- Also known as: Manuel Rosas
- Born: Manuel Oscar de la Fuente September 10, 1912 Buenos Aires, Argentina
- Origin: Argentina
- Died: February 20, 1996 (aged 83) Buenos Aires, Argentina
- Genres: Tango music
- Occupations: Violinist, guitarist, orchestra conductor, composer, arranger
- Instruments: Violin, guitar
- Years active: 1931–1996

= Oscar de la Fuente =

Oscar Manuel de la Fuente (10 September 1912 – 20 February 1996), also known by the pseudonym Manuel Rosas, was an Argentine musician specializing in tango music as a violinist, guitarist, orchestra conductor, composer, and arranger.

== Life ==
He was born in Buenos Aires, Argentina. His mother instilled in him a love for the guitar from the age of four, as he imitated her playing the instrument. At six years old, he entered the Juana de Arco Conservatory under the influence of his father, who encouraged him to improve his skills in solfège. Later – at the age of thirteen – he continued his studies at the Manuel de Falla Municipal Conservatory, where he had Cátulo Castillo as his solfège teacher.

He graduated in 1931 from the Buenos Aires Municipal Conservatory and was awarded a scholarship to study in Italy, which never materialized, leading him to temporarily pause his musical activities between 1931 and 1935.

== Professional career ==
In the 1930s, he was part of a trio that performed at dances in the neighborhoods of Floresta, Flores, and Mataderos, playing tangos, waltzes, pasodobles, and foxtrots.
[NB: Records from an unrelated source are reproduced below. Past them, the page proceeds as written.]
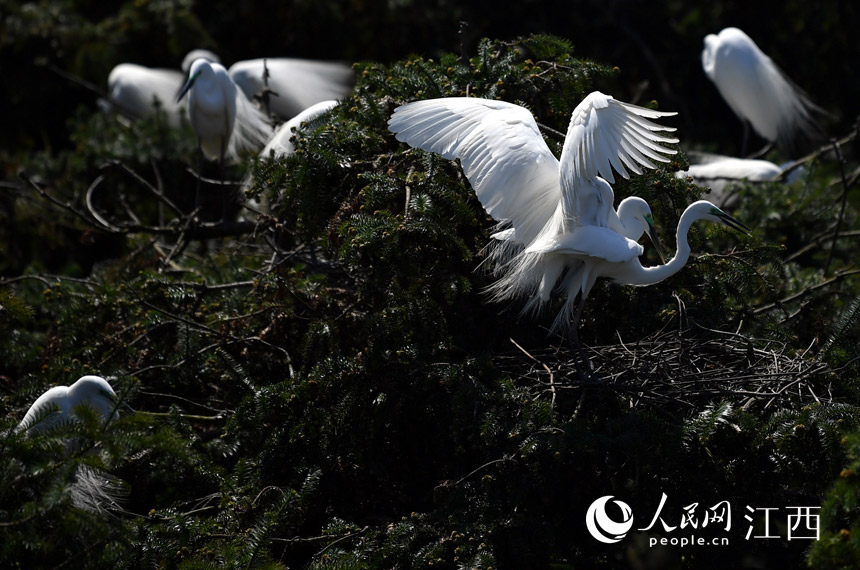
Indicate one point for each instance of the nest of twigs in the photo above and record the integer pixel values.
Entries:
(685, 368)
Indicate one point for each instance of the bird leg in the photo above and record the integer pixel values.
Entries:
(199, 174)
(221, 183)
(574, 335)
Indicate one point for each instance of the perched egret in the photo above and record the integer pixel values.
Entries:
(225, 120)
(295, 84)
(564, 232)
(133, 89)
(720, 173)
(92, 489)
(281, 144)
(758, 91)
(196, 54)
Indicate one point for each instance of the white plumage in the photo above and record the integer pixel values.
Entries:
(133, 90)
(564, 231)
(720, 173)
(758, 91)
(225, 121)
(92, 489)
(298, 83)
(58, 403)
(280, 144)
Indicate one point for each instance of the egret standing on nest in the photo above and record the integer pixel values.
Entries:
(759, 92)
(92, 489)
(225, 121)
(558, 231)
(133, 89)
(294, 84)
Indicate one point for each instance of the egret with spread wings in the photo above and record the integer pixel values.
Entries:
(558, 228)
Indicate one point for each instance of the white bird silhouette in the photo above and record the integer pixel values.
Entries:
(134, 89)
(564, 232)
(225, 121)
(281, 144)
(296, 84)
(92, 489)
(758, 91)
(721, 173)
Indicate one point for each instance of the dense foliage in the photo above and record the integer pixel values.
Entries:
(326, 386)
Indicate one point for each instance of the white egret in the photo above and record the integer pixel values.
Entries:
(92, 489)
(295, 84)
(60, 402)
(720, 173)
(226, 122)
(133, 89)
(196, 54)
(758, 91)
(281, 143)
(564, 231)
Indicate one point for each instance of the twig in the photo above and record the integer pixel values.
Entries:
(841, 161)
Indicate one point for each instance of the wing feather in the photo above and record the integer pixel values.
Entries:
(504, 156)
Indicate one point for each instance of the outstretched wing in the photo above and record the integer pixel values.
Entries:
(606, 134)
(511, 168)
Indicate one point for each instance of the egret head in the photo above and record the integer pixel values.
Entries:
(201, 66)
(636, 210)
(93, 391)
(196, 54)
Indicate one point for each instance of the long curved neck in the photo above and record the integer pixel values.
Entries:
(657, 273)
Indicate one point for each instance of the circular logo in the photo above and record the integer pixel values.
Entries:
(604, 528)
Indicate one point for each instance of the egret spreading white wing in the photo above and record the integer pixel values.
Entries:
(225, 121)
(561, 211)
(92, 489)
(512, 170)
In the mid-1950s, he joined Rodolfo Biagi's orchestra, where he remained as first violinist and regular arranger between 1950 and 1960, contributing a new tone to the ensemble and helping solidify several hits in Biagi's repertoire.

In 1959 and 1960, he also worked with the ensembles of Juan Polito, Alfredo De Angelis, and Salvador Grupillo, and between 1955 and 1960, his arrangements were recorded by performers such as Aníbal Troilo ("Intermezzo," 1955) and the Trío Don Rodolfo featuring the voice of Hugo Duval.

After his time with Biagi, he founded his own sextet at Café Nacional and, starting in 1961, recorded for the Bemol record label – whose operations he managed alongside Juan Polito – leading the orchestra Los Tangoleros.

== As a composer ==
Throughout his career, he registered more than 540 works with SADAIC, including tangos, milongas, and waltzes, and worked as an arranger for the publishing houses Korn and Crismar. Some of his most widely known compositions include:

- "Mi alondra"
- "Melodía para una novia" (lyrics by Lorenzo Spanu)
- "Tango soñador"
- "Bailarina de tango"
- "Intermezzo"
- "Dos ojos tristes"
- "Yo supe tener querencia"

== Last years ==
In his later years, he combined his musical work with painting and writing. He died on February 20, 1996, in Buenos Aires.